Lifelong Learning via Sketched Regularization

Updated 24 January 2026

The paper introduces a sketched structural regularization method that compresses second-order information, reducing memory costs while preserving performance across tasks.
It employs linear sketching techniques like CountSketch and FJLT to approximate Hessian-based penalties, offering theoretical guarantees close to joint training performance.
Empirical results on benchmarks such as Permuted-MNIST and CIFAR-100 demonstrate improved accuracy and reduced forgetting compared to traditional diagonal regularization methods.

Lifelong learning with sketched structural regularization refers to a class of algorithms and architectures designed to mitigate catastrophic forgetting during continual learning by leveraging linear sketching techniques to regularize model parameter updates. These methods modify standard structural regularization—in which a quadratic penalty anchors parameters near previous task optima weighted by an importance or curvature matrix—by compressing the associated structural (often Hessian- or Fisher-based) information via sketching. The use of sketching enables nontrivial preservation of second-order structure at a fraction of the memory cost of explicit matrices, with both theoretical and empirical justification across linear models, neural networks, and modular lifelong systems.
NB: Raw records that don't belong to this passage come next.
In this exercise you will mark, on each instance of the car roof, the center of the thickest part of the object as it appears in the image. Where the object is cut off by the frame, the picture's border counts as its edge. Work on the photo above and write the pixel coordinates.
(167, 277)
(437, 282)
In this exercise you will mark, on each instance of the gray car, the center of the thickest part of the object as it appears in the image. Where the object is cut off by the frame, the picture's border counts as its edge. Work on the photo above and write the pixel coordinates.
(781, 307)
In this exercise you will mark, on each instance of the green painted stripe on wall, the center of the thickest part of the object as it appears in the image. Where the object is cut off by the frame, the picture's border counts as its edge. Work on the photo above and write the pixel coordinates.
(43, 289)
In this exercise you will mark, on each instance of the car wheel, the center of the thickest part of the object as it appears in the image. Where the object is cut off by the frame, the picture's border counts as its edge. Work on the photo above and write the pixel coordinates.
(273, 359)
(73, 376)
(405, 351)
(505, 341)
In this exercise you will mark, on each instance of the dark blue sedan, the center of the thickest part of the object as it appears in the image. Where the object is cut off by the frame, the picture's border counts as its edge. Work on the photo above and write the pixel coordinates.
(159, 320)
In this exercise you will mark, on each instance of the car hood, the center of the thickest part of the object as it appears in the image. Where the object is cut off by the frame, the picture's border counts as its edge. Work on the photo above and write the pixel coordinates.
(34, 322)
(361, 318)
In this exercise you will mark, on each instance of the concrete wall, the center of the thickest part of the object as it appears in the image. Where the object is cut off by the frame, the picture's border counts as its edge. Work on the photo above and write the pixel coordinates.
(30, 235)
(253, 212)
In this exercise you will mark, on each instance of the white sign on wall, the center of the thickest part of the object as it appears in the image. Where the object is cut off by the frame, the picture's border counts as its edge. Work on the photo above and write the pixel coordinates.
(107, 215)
1. Catastrophic Forgetting and Structural Regularization

Catastrophic forgetting is the phenomenon where neural networks and other parameterized models, when trained on new tasks, substantially degrade their performance on previously learned tasks. Structural regularization (SR) addresses this by introducing a quadratic penalty to anchor current parameters $\theta$ near previous solutions $\theta^*$ weighted by an importance matrix $\Omega$ that encodes parameter criticality for prior tasks. The general SR objective is

$\min_\theta\; \mathbb{E}_{(x,y) \sim \mathcal{D}_t}[\ell_t(x,y;\theta)] + \lambda \frac{1}{2} (\theta - \theta^*)^T \Omega (\theta - \theta^*),$

where $\ell_t$ is the per-example loss for task $t$ and $\lambda$ controls regularization strength. Classical methods such as Elastic Weight Consolidation (EWC) instantiate $\Omega$ as the diagonal of the (empirical) Fisher information matrix; Memory-Aware Synapses (MAS) uses gradients of output norms (Li et al., 2021). However, diagonal or low-rank approximations can be too crude, causing suboptimal retention or still allowing forgetting in many scenarios (Heckel, 2021).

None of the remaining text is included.